The article generated a fair amount of comments; most of them have just confirmed how high the emotions are right now on Apple. My article just mentioned some of the obvious facts, in no way was it a negative article or an advice to buy or sell the stock. My guess is that many comments came from the frustrated investors who have purchased the stock at its high of $644 and are very surprised now to find themselves losing money. Wasn't AAPL supposed to be a sure thing, going up 100 points every month? Emotions are never good thing in investing.

Like I mentioned, I didn't buy the stock when it was at $644 and I don't buy at $530 or $560. Instead I'm playing it with the options non-directional strategies.
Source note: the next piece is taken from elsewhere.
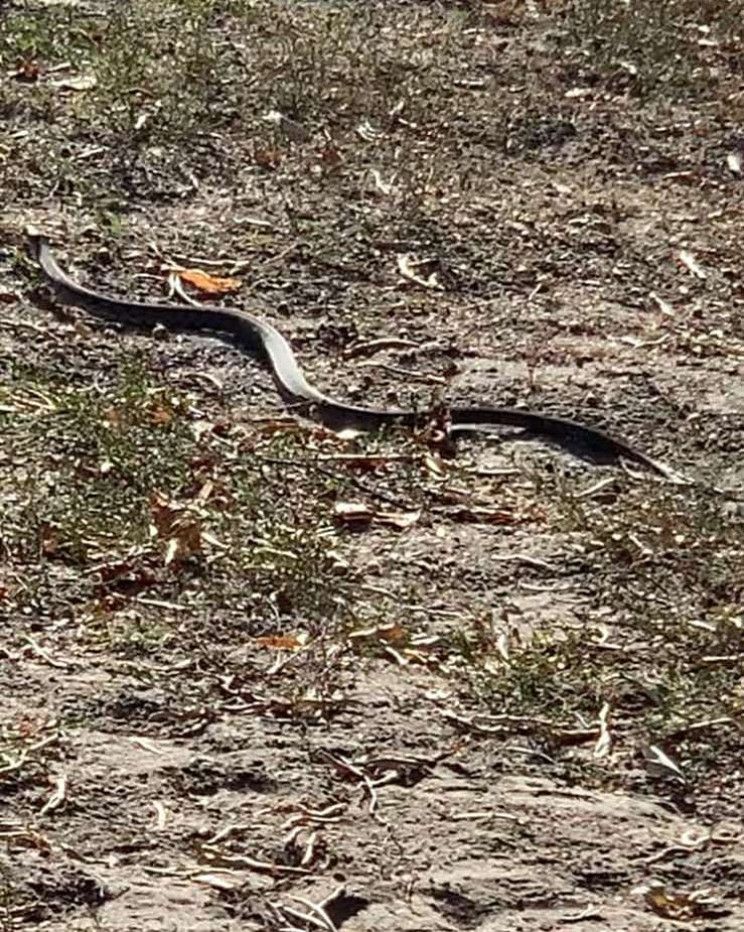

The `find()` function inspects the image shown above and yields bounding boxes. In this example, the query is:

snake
[28,232,675,481]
I shared some of them with Seeking Alpha readers.

The latest price action is suggesting that Apple might be entering into a trading range. The best strategy to take advantage of the trading range is Iron Condor. The Iron Condor is a combination of a bull put spread and a bear call spread. The whole trade is done for a credit.
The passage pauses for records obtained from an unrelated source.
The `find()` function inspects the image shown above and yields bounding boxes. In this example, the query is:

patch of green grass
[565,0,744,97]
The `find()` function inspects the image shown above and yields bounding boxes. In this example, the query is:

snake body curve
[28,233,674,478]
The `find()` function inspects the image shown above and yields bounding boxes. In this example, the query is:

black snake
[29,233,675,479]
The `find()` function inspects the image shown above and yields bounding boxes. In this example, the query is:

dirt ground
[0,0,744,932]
With Apple trading around $565, looking at July expiration we can execute the following trade:

  • Buy AAPL July 2012 495 put
  • Sell AAPL July 2012 500 put
  • Sell AAPL July 2012 640 call
  • Buy AAPL July 2012 645 call

The trade can be done for $1.35 credit. The margin requirement is $365 hence the maximum gain is 37%. The trade is resilient to 12-13% move of the stock in either direction. Based on the deltas of the short strikes, it has about 70% probability to make money. This is the P/L graph (generated by OptionsOracle):

(Click to enlarge)

The July options expire before the next earnings report, so we not taking an earnings risk here.

If you are still worried about a big move, you can partially hedge yourself with a Reverse Iron Condor using weekly options. The trade has an opposite P/L from the Iron Condor trade - it benefits from the short term moves in the stock.

Please note that in the first trade we are selling the body and buying the wings while in the second trade we are doing the opposite (hence the name Reverse Iron Condor).

The general idea is that we are taking advantage of short term volatility of the stock. But the first trade can sustain a fairly large move in the next two months and still make money. Of course risk management is critical in both trades. You must set a reasonable stop loss and adjust or get out of the trade once it is hit.

The trades are presented for educational purposes only. They deserve further attention if you don't want to continue predicting where the Apple stock (or any other stock for that matter) will be in the future. This is not a trade recommendation. Please do your own homework and use this article as a starting point for your analysis.

Disclosure: I have no positions in any stocks mentioned, and no plans to initiate any positions within the next 72 hours.